01 - Preheat oven to 375°F. Lightly grease a 9x13-inch baking dish.
02 - Melt butter in a medium saucepan over medium heat. Whisk in flour and cook 1 to 2 minutes until pale golden. Gradually whisk in milk, stirring constantly to prevent lumps. Add nutmeg, salt, and pepper. Simmer, stirring, until thickened, 5 to 7 minutes. Remove from heat.
03 - Heat olive oil in a large skillet over medium heat. Add asparagus, zucchini, and scallions; sauté 4 minutes. Add garlic, spinach, and peas; cook 2 to 3 minutes until just tender. Season lightly with salt and pepper. Remove from heat.
04 - In a bowl, combine ricotta cheese, egg, 1/2 cup Parmesan, basil, parsley, salt, and pepper until smooth.
05 - Spread a thin layer of béchamel on the bottom of the baking dish. Layer 3 to 4 noodles on top. Spread one-third of the ricotta mixture, one-third of the vegetables, one-third of the remaining béchamel, and sprinkle with one-third of the mozzarella. Repeat layers two more times, finishing with béchamel and mozzarella. Sprinkle remaining 1/2 cup Parmesan over top.
06 - Bake 40 to 45 minutes until golden and bubbling. Broil 2 to 3 minutes if needed for a crisp top.
07 - Let rest 10 to 15 minutes before slicing and serving.

# Expert Suggestions:

01 -
  • The white sauce clings to every layer like a secret you want to keep telling.
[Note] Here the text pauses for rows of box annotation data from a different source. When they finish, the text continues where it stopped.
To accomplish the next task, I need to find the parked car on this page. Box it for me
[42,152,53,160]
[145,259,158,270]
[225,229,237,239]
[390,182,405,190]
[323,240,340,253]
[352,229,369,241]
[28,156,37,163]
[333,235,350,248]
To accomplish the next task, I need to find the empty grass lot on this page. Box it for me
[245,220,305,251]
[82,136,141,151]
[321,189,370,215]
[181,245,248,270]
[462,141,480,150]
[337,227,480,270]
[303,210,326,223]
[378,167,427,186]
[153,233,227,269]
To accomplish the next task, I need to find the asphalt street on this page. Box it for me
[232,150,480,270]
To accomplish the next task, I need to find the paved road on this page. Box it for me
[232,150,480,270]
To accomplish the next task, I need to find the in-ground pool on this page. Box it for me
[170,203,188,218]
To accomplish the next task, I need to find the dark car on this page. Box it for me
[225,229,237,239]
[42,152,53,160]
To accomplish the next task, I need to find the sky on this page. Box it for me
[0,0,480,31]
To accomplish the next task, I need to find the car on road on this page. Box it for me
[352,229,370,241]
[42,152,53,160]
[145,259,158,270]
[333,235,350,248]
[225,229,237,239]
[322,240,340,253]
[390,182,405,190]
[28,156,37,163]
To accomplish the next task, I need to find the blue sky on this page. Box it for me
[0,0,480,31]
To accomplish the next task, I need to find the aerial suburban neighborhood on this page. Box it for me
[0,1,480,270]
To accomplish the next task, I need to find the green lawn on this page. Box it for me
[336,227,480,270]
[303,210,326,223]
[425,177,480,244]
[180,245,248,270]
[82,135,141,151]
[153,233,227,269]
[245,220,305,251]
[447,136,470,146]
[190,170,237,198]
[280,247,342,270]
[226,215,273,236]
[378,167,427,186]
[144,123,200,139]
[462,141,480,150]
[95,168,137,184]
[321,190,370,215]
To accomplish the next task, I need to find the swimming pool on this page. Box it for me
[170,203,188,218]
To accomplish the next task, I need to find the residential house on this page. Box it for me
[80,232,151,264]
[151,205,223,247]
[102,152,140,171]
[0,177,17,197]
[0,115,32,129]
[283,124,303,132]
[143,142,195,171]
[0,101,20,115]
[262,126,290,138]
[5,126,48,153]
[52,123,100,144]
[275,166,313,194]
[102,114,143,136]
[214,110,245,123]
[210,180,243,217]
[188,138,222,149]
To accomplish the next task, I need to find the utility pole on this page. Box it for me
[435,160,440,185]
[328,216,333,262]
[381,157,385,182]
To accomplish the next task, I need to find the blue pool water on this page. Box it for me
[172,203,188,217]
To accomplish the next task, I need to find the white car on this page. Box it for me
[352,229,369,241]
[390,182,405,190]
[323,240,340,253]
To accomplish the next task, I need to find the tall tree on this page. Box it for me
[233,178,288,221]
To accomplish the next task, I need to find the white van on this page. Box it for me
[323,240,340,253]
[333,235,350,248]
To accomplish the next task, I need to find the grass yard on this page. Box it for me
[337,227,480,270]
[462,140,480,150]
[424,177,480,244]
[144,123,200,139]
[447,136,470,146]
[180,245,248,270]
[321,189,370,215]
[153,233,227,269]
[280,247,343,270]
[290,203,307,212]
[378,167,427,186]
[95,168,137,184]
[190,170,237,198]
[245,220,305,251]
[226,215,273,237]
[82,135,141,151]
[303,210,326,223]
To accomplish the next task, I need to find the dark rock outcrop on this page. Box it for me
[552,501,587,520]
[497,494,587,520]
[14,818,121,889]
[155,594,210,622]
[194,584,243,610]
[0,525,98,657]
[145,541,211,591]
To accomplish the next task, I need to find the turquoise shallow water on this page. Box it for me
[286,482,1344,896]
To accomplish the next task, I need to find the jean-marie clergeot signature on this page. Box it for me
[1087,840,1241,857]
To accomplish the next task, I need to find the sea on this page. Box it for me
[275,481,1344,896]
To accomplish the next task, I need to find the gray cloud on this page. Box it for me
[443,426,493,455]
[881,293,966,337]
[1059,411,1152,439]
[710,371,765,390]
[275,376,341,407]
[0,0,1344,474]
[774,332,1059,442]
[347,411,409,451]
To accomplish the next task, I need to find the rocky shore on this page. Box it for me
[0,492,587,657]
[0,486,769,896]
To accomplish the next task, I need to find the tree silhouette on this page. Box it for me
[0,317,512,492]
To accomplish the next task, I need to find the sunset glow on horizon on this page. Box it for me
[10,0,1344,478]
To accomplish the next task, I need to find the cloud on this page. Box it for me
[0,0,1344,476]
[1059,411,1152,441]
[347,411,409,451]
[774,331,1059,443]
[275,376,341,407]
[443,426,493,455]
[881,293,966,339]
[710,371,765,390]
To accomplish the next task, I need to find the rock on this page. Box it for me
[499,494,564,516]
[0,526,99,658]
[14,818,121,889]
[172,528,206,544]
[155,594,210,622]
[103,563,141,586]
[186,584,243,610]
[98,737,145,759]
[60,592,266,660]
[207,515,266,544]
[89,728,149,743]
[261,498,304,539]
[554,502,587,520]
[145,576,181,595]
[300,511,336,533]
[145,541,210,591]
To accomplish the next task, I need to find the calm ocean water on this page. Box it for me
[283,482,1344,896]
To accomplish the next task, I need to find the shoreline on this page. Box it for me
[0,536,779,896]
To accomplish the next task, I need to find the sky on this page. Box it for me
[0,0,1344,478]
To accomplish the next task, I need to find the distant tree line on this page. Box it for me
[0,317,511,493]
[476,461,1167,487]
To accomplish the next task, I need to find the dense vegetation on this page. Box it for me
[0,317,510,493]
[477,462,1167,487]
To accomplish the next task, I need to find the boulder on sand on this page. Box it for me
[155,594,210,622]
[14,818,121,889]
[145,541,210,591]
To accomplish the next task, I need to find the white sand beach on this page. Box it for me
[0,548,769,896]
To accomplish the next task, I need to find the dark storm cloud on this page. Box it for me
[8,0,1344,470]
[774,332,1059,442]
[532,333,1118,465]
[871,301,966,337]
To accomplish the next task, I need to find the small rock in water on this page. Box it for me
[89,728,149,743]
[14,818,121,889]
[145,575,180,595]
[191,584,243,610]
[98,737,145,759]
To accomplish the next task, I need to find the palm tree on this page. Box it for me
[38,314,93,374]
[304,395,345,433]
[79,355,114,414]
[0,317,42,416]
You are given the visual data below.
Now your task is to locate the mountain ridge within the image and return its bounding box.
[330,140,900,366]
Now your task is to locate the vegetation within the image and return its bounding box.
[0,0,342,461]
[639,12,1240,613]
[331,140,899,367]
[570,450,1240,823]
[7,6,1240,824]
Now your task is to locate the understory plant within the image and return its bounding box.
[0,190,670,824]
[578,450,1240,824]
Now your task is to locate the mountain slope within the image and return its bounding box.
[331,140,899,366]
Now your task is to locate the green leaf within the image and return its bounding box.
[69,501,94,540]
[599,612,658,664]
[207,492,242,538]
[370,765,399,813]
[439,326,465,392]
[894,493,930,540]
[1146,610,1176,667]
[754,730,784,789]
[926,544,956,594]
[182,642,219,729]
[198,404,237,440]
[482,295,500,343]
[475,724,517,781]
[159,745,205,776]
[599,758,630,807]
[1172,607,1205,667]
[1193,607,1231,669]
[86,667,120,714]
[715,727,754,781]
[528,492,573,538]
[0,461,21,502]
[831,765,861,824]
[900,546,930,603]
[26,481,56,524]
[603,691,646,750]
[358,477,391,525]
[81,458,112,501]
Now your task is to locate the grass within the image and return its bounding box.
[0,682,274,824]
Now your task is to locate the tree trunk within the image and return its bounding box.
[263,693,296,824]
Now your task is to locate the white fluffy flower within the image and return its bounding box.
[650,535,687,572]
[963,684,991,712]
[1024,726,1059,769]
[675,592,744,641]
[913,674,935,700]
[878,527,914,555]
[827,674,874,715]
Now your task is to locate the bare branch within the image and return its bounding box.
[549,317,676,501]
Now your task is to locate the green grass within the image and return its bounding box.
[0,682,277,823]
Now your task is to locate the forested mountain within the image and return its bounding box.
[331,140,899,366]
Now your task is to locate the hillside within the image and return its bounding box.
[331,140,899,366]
  • It transforms humble vegetables into something that feels expensive without the receipt to prove it.
02 -
  • If your béchamel seems thin, it will thicken as it bakes, trust the process and do not add extra flour.
  • Fresh peas need only a minute of cooking, frozen need two, and overcooked peas become gray and mealy.
03 -
  • Save a few tablespoons of pasta water from another meal and add it to your vegetable sauté for extra starch that helps bind the layers.
  • Run your knife under hot water before slicing for cleaner edges that look like you know what you are doing.